Time Warner to Split AOL in Two, Slash Costs


Time Warner is working on splitting AOL's audience and access businesses and running the

Time Warner

two as independent entities, Chief Executive Jeffrey Bewkes said.

"This should significantly increase AOL's strategic options," Bewkes told analysts on a conference call.

Bewkes also said the company's 84 percent ownership stake in Time Warner Cable Inc is "less than optimal" for both companies. He said the two companies are talking about operating improvements and changes to the ownership structure.

Time Warner shares leaped more than 4.5 percent Wednesday.

Earlier in the day, Time Warner forecast profit growth to slow but possibly exceed analyst estimates in 2008 after reporting quarterly earnings that reflected increases in broadband and phone subscribers and sales of "Harry Potter" and "300" home videos.

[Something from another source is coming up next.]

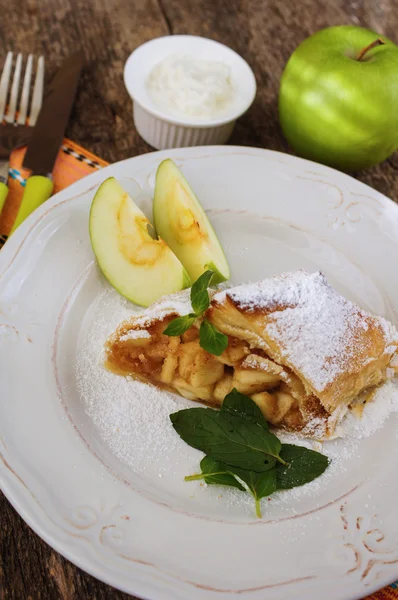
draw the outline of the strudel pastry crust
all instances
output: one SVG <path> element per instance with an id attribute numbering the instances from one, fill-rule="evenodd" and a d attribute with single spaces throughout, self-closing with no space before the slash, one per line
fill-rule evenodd
<path id="1" fill-rule="evenodd" d="M 122 323 L 106 343 L 108 368 L 218 406 L 235 387 L 276 427 L 318 438 L 333 435 L 363 390 L 395 373 L 396 329 L 343 298 L 320 272 L 213 293 L 206 318 L 229 342 L 219 357 L 200 347 L 199 319 L 182 336 L 163 335 L 189 312 L 184 291 Z"/>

The media conglomerate, which owns AOL, CNN and Time, said it expected adjusted operating income before depreciation and amortization to rise 7 percent to 9 percent this year, which could exceed Wall Street's forecast of 7 percent growth.

Time Warner Earnings Call

This compares with growth of 17 percent in 2007.

Time Warner will "immediately" cut over 15 percent of corporate costs across the board to increase margins and profitability, Bewkes said.

Bewkes told analysts on a conference call that the cuts would reduce the company's run rate by $50 million a year. One of the company's films studios, New Line Cinema, will also see near-term cost cuts, he said.

"We need to increase our current margins and profitability by better managing our costs, among other things, and on the costs side we're going to do that across the company, and to set the right tone, we're starting at corporate," Bewkes said.

Earnings Rise, Including Items

Time Warner said fourth-quarter profit fell to $1 billion, or 28 cents per share, from $1.8 billion, or 44 cents per share, a year earlier when it logged a big gain from sales of AOL units and other items. Excluding the benefit, the year-ago profit was 22 cents a share.

Revenue rose 2 percent to $12.64 billion, matching the analysts' average forecast, according to Reuters Estimates.

AOL's revenue fell 32 percent, dragged down by a loss of 740,000 subscribers and offsetting a 13 percent rise in film division revenue.

Adjusted operating profit at AOL rose 29 percent, while online advertising growth, a closely watched barometer of progress for the division's restructuring, rose 10 percent.

Time Warner Cable Fourth-Quarter Profit Rises

Time Warner Cable, the second-largest U.S. cable operator, Wednesday posted a 23 percent rise in fourth quarter profit from higher broadband and phone customers.

Net profit rose to $327 million, or 33 cents per share, from $266 million, or 27 cents a share, a year earlier.

Revenue rose 12 percent to $4.1 billion from $3.65 billion.

Wall Street analysts had been on average been expecting net profit of 31 cents per share on revenue of $4.13 billion, according to Reuters Estimates.

Time Warner Cable is 84 percent-owned by media conglomerate Time Warner, which spun off a 16 percent stake a year ago as partial payment for cable systems it bought in July 2006 from bankrupt operator Adelphia Communications.